When the motor rotates in the sense indicated by F, the segments 90 are continuously driven by the drum 88 . The centrifugal force disengages the pawls 93 from the teeth of the ratchet wheel 95 against the action of the springs 94. The torque limiter becomes ineffective, and the operating conditions in normal operation are the same as described above.

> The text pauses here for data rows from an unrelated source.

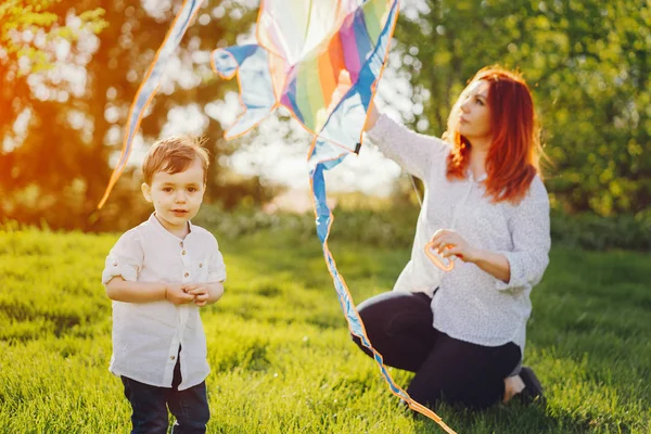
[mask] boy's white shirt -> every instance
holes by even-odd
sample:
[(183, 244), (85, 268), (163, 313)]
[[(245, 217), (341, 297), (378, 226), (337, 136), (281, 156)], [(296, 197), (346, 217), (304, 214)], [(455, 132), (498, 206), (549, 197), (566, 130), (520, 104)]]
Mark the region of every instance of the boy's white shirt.
[[(226, 280), (226, 266), (215, 237), (189, 222), (180, 239), (154, 214), (125, 232), (106, 257), (102, 283), (122, 276), (131, 282), (209, 283)], [(113, 302), (113, 356), (110, 371), (141, 383), (171, 387), (181, 347), (179, 391), (200, 384), (210, 372), (206, 337), (194, 303)]]

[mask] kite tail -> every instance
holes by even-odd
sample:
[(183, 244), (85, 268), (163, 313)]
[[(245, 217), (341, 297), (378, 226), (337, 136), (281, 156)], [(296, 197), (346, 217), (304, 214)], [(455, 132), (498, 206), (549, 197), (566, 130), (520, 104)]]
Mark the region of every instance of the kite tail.
[(225, 131), (226, 140), (251, 131), (278, 107), (273, 78), (269, 72), (271, 55), (258, 44), (220, 48), (212, 52), (213, 71), (227, 80), (237, 74), (240, 87), (242, 111)]
[(328, 270), (332, 276), (334, 288), (339, 295), (340, 305), (342, 307), (342, 310), (344, 311), (346, 321), (348, 322), (348, 330), (354, 336), (359, 337), (363, 346), (371, 350), (371, 353), (373, 354), (373, 358), (375, 359), (375, 362), (378, 363), (378, 367), (382, 372), (382, 376), (388, 384), (388, 387), (391, 388), (391, 392), (394, 395), (398, 396), (405, 403), (407, 403), (407, 405), (409, 405), (409, 408), (411, 408), (412, 410), (418, 411), (419, 413), (424, 414), (427, 418), (432, 419), (434, 422), (438, 423), (438, 425), (441, 425), (441, 427), (443, 427), (443, 430), (446, 433), (456, 434), (455, 431), (452, 431), (448, 425), (446, 425), (445, 422), (443, 422), (443, 419), (441, 419), (441, 417), (438, 417), (434, 411), (411, 399), (407, 392), (405, 392), (403, 388), (396, 385), (393, 378), (388, 373), (386, 366), (384, 365), (382, 355), (378, 353), (375, 348), (373, 348), (373, 346), (371, 345), (367, 336), (363, 322), (361, 321), (359, 312), (357, 311), (357, 309), (355, 308), (355, 304), (353, 303), (350, 292), (346, 286), (344, 278), (339, 273), (336, 269), (336, 264), (334, 263), (334, 257), (332, 256), (330, 248), (328, 248), (328, 235), (330, 234), (330, 226), (332, 225), (334, 216), (332, 215), (330, 208), (328, 207), (328, 204), (326, 203), (326, 182), (323, 179), (323, 170), (334, 167), (342, 159), (343, 157), (336, 158), (335, 161), (330, 162), (330, 165), (328, 165), (329, 162), (317, 164), (310, 170), (310, 184), (315, 205), (317, 234), (319, 237), (319, 240), (321, 241), (321, 245), (323, 248), (323, 257), (326, 258)]
[(156, 52), (156, 56), (152, 62), (149, 71), (146, 72), (142, 84), (138, 88), (138, 92), (136, 92), (136, 98), (133, 98), (133, 103), (131, 104), (131, 108), (129, 110), (129, 116), (127, 118), (127, 126), (125, 128), (125, 136), (123, 140), (123, 149), (119, 155), (119, 161), (115, 168), (113, 169), (113, 174), (111, 174), (111, 179), (108, 181), (108, 186), (104, 191), (104, 195), (98, 205), (98, 209), (104, 206), (108, 195), (111, 194), (111, 190), (119, 179), (120, 175), (125, 170), (127, 166), (127, 162), (129, 159), (129, 155), (131, 154), (131, 148), (133, 143), (133, 138), (136, 137), (136, 131), (140, 127), (140, 122), (144, 115), (144, 111), (149, 107), (150, 103), (154, 99), (154, 95), (158, 91), (158, 87), (161, 86), (161, 78), (163, 77), (163, 73), (165, 69), (165, 64), (167, 60), (171, 55), (171, 53), (176, 50), (181, 41), (181, 38), (186, 34), (186, 30), (190, 26), (192, 18), (199, 11), (199, 8), (203, 3), (203, 0), (184, 0), (179, 13), (174, 20), (171, 27), (167, 31), (161, 48)]

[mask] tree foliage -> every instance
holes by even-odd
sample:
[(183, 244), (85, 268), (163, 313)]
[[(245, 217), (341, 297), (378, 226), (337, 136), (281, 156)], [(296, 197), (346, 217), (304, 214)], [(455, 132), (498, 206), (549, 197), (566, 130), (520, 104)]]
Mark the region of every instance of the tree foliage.
[[(0, 88), (7, 93), (2, 102), (13, 106), (16, 99), (21, 101), (17, 108), (1, 112), (0, 219), (37, 224), (46, 219), (53, 227), (102, 229), (115, 227), (114, 220), (124, 218), (120, 210), (138, 203), (133, 180), (125, 174), (106, 209), (94, 213), (108, 181), (111, 157), (122, 148), (133, 95), (180, 2), (145, 5), (140, 0), (30, 0), (14, 1), (13, 8), (5, 10), (8, 20), (15, 22), (10, 28), (22, 28), (23, 8), (41, 16), (41, 21), (30, 18), (40, 31), (64, 25), (68, 30), (51, 33), (53, 43), (35, 47), (40, 52), (35, 59), (48, 62), (27, 75), (15, 72), (27, 55), (21, 49), (5, 49), (11, 56), (0, 58)], [(220, 125), (205, 107), (222, 100), (233, 85), (219, 80), (209, 69), (207, 53), (235, 43), (238, 35), (251, 27), (255, 13), (255, 8), (237, 1), (206, 2), (168, 67), (187, 74), (165, 82), (140, 128), (144, 140), (151, 142), (161, 135), (173, 110), (195, 107), (215, 157), (208, 182), (208, 195), (213, 196), (221, 191), (218, 156), (226, 150)], [(68, 38), (71, 22), (81, 38)], [(10, 38), (12, 31), (8, 30)], [(98, 226), (98, 216), (105, 225)]]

When the engine and the vehicle are brought to a standstill for parking, the springs 94 press the pawls 93 inward again. These thereby come into engagement with the toothing of the ratchet wheel 95. This has the consequence that the segments 90 and the output shaft 76 are firmly connected to one another in the direction of rotation indicated by the direction of the pawls 93. The torque which can be transmitted by the locking device 90, 92, 88 in one direction is essentially determined by the force of the springs 91 and is dimensioned so that it is somewhat greater than the torque opposing as a result of the compressions of the motor. It is sufficient to engage a suitable gear, for example a forward gear on a downhill slope or a reverse gear on a slope, so that the vehicle is kept at a standstill by the engine. It follows from this that the device described requires no further actuation than the engagement of a corresponding gear in order to be effective when parking. The device just described also has other advantageous properties: If the vehicle is moving and the engine should stop when changing gears, the pawls 93 come into engagement with the ratchet 95, but the possibility of slipping in the locking device 90, 92, 88 a dangerous shock in the power transmission and avoids any risk of grinding the drive wheels the moment the engine is recoupled with the drive wheels. Thus, the locking device 90, 92, 88, which transmits a torque that is slightly greater than the torque to be overcome as a result of the compressions of the engine, automatically restart the engine as soon as a sufficient force is exerted on the vehicle To overcome torque.

Claims (5)

PATENT CLAIMS: 1. Electromagnetic clutch for motor vehicles with a main and an auxiliary control, in which the main control regulates the clutch automatically, characterized in that the auxiliary control (40 or 85 or 91) when the vehicle and the engine are at a standstill the couplings 25 lung (12) into the way to the response that it transmits a torque which is slightly greater than the torque which is necessary to throw the engine. 2. Coupling according to claim 1, characterized in that the auxiliary control has an adjustable resistor (40) to which a switch (56) is assigned, which bridges the resistance from a certain engine speed on (Fig. 1). 3. Coupling according to Claim 1, characterized in that the auxiliary control is a pressure ring (83) which by means of a lever (84) and a spring (85) on the output shaft (76) is displaceable and brings the clutch into engagement (Fig. 2). 4. Coupling according to claim 1 and 3, characterized in that the pressure ring has friction surfaces (87) which can apply to the clutch and thereby slow it down (Fig. 3). 5. Coupling according to claim 1, characterized in that the auxiliary control arranged concentrically to the clutch, with friction lining (92) provided segments (90) which are pressed by springs (91) against a drum connected to the clutch ($ 8) and that Transfer torque below a certain engine speed to the output shaft (76), but above this speed, as a result of the centrifugal force acting on the pawls, disengage from the ratchet wheel (95) connected to the output shaft in the usual way and thus interrupt the transmission of the torque (Fig. 4 and 5). Considered publications: German Patent Nos. 221 985, 579 060, 709 865; British Patent No. 617 405.